Dennis Baldry, Bob’s first editor at Osprey, had this to say:

I said my final goodbye to Bob via email earlier this year. Quite the most heartbreaking I've ever sent, knowing that I would never receive a reply. He does, of course, leave a brilliant body of work. His place among the all-time greats of aviation writing is assured. I'm still enormously proud of the fact that I happened to be the editor who published his first aviation book. As you know, there was actually little or nothing to edit. His manuscripts were word perfect and a joy to read. I don’t think Bob ever quite forgave me for publishing a separate book on the UK Phantom. And I think he had a point!

 
 

From the Washington Post, July 3, 2016

Robert F. Dorr, author of military histories, dies at 76
By Bart Barnes
The Washington Post © | July 3, 2016 
Robert F. Dorr, an author and former Foreign Service officer who wrote hundreds of books, newspaper and magazine articles on military aircraft, battles and history, died June 12 at a hospital in Falls Church, Va. He was 76.
The cause was a brain tumor, said a son, Robert P. Dorr.
From 1964 to 1989, Mr. Dorr was in the Foreign Service, mainly as a political officer, and his assignments included South Korea, Madagascar, Japan, Sweden, London and Liberia.
In retirement, he wrote books on topics ranging from World War II history to more recent military missions to novels and adventure stories. His 1991 volume about the Persian Gulf War, “Desert Shield: The Buildup, the Complete Story,” reportedly sold 100,000 copies.
Mr. Dorr was a columnist for Air Force Times and other military publications and often was a “sympathetic voice for enlisted airmen,” said Kathleen Curthoys, a presentation editor at Military Times.

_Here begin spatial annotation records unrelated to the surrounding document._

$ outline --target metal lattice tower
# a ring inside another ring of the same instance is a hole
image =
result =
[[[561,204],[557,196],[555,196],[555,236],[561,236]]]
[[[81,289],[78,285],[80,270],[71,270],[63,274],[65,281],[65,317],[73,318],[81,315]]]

Robert Francis Dorr was born in Washington on Sept. 11, 1939. He grew up near Bolling Air Force Base and since childhood was fascinated by airplanes. With money he earned from a paper route, he bought an Underwood typewriter and began writing stories when he was 12.
As a student at Suitland High School in Prince George’s County, Md., Mr. Dorr began his writing career with an unsolicited article in Air Force Magazine arguing that bombers in the Strategic Air Command needed fighter aircraft escorts, the Air Force Times said in an obituary.
After high school graduation in 1957, Mr. Dorr served four years in the Air Force, stationed mostly in Korea. Having learned the language, he eavesdropped on North Korean communications. He later settled in San Francisco, attended the University of California at Berkeley and began writing adventure stories for pulp fiction magazines.
In 1968 he married a Korean national, Young Soon Cho, and they later settled in Oakton, Va. Besides his wife, survivors include two sons, Robert P. Dorr of Arlington, Va., and Lawrence G. Dorr III of Trinity, Fla.; a brother; and three grandchildren.